Leki develops, produces and distributes sporting goods for activities such as Nordic walking, alpine skiing, trekking, freeskiing, cross-country skiing, trail running and roller skiing. The company's products primarily include poles such as ski poles, cross-country poles, ski touring poles, trekking poles, trail running poles and Nordic walking poles. In this product segment, Leki is frequently described as a world market leader. The company was among the first to use fibreglass materials in pole production in the 1960s and later developed the first adjustable trekking pole. Since 2023, it has also offered trekking poles made from hemp. The company also offers gloves.

Technical developments include the "Trigger" system for alpine poles and the derived "Trigger Shark" or "Shark" system for cross-country poles, in which the grip and strap or gloves are connected via a click mechanism.

Leki also offers a repair service for its products.

== Sponsoring ==
The company sponsors several athletes, particularly in winter sports, including the American alpine skiers Mikaela Shiffrin and Lindsey Vonn, the Czech biathlete Gabriela Soukalová and the German alpine skier Felix Neureuther.
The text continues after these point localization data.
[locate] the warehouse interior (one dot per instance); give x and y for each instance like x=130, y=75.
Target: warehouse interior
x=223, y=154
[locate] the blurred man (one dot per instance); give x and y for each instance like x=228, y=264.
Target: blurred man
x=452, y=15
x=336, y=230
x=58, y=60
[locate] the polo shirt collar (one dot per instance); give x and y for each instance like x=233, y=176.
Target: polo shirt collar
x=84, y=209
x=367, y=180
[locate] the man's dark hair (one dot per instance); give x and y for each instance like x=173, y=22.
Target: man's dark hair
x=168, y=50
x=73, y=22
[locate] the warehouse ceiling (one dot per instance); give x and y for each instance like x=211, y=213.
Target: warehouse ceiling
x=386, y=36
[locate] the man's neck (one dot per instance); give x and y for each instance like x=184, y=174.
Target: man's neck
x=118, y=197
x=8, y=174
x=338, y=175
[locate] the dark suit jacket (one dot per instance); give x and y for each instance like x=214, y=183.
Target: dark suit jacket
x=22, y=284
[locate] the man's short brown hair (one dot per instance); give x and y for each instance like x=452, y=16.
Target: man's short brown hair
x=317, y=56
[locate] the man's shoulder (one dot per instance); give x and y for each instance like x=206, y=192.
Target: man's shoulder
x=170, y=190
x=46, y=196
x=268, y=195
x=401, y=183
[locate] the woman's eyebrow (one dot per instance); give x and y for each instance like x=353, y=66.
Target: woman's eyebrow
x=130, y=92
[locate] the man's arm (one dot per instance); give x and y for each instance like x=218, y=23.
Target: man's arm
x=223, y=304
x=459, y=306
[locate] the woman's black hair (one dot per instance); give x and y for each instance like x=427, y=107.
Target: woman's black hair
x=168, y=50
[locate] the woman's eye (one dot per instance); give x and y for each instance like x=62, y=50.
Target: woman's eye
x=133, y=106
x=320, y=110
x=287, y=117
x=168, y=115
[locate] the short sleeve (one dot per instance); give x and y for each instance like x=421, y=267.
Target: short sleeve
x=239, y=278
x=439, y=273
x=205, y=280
Leki is also an equipment supplier to the German Ski Association, the Swedish Biathlon Federation, Swiss-Ski and the Italian Ski Federation (FISI) through the Pool Sci Italia association.

For the 2026 Winter Olympics, the company equipped around 200 athletes, including the Norwegian cross-country skier Johannes Høsflot Klæbo.

== Awards ==
In 2023, Leki received the ISPO Award for the trekking pole Hemp One Vario. The network Die Deutsche Wirtschaft lists the company as a Hidden champion.